The Wall Street Journal (WSJ) reported on Wednesday that Chinese government officials have been ordered not to use Apple iPhones and other foreign devices for work, potentially inflicting a major blow on sales of those devices in China, whose titanic government bureaucracy employs a sizable portion of the population.
Apple, in particular, gets about 19% of its revenue from sales in China, and has long been the favored brand among high-end Chinese smartphone customers. The WSJ noted some Chinese agencies have long restricted use of foreign phones by their employees, but such restrictions have been imposed more broadly over the past few weeks, and harsher enforcement has been threatened.
China’s restrictions obvious mirror those the U.S. government has imposed on Chinese brands like Huawei due to security concerns. Some U.S. allies have also banned or restricted Chinese smartphones and networking equipment.
“Chinese leader Xi Jinping has been emphasizing national security as its rivalry with the U.S. intensifies, leading to a tightening of state control over data and digital activities in recent years. In July, China started implementing an expansive update of an anti-espionage law,” the WSJ noted.
A group of pedestrians looks at their mobile phone as they ride an escalator to cross an overpass in Beijing on June 13, 2019.(WANG ZHAO/AFP/Getty)
The Chinese anti-espionage law took effect on June 30, imposing a vague and expansive definition of “espionage” and giving the central government more power than ever to punish anything it views as spying.
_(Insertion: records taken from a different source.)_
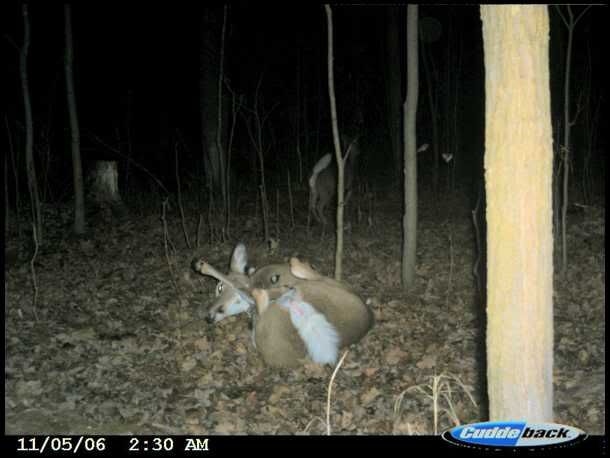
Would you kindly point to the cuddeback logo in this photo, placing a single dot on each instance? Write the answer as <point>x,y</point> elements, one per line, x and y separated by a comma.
<point>513,434</point>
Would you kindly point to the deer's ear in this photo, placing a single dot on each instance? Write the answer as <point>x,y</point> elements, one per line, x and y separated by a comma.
<point>239,259</point>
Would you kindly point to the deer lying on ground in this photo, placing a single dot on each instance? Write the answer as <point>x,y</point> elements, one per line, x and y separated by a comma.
<point>323,180</point>
<point>294,309</point>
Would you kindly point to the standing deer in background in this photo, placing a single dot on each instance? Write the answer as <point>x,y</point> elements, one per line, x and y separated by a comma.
<point>323,179</point>
<point>300,313</point>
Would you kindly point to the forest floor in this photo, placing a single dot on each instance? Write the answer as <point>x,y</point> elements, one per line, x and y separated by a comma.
<point>115,345</point>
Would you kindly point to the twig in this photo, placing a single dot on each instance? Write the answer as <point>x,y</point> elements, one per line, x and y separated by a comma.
<point>330,388</point>
<point>180,206</point>
<point>33,271</point>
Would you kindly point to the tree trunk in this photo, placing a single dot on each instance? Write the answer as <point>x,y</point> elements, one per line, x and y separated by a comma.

China’s laws against espionage were already both stern and capricious. The new law makes it easier than ever for people tangentially connected to alleged espionage activity to be investigated and punished, and it embraces a “whole of society” approach that strongly encourages Chinese citizens to spy on each other and report suspicious activity.
The U.S. National Counterintelligence and Security Center (NCSC) warned companies operating in China that the new espionage law gives Beijing “expanded legal grounds for accessing and controlling” their data, and increased the danger corporations could “face penalties for traditional business activities.”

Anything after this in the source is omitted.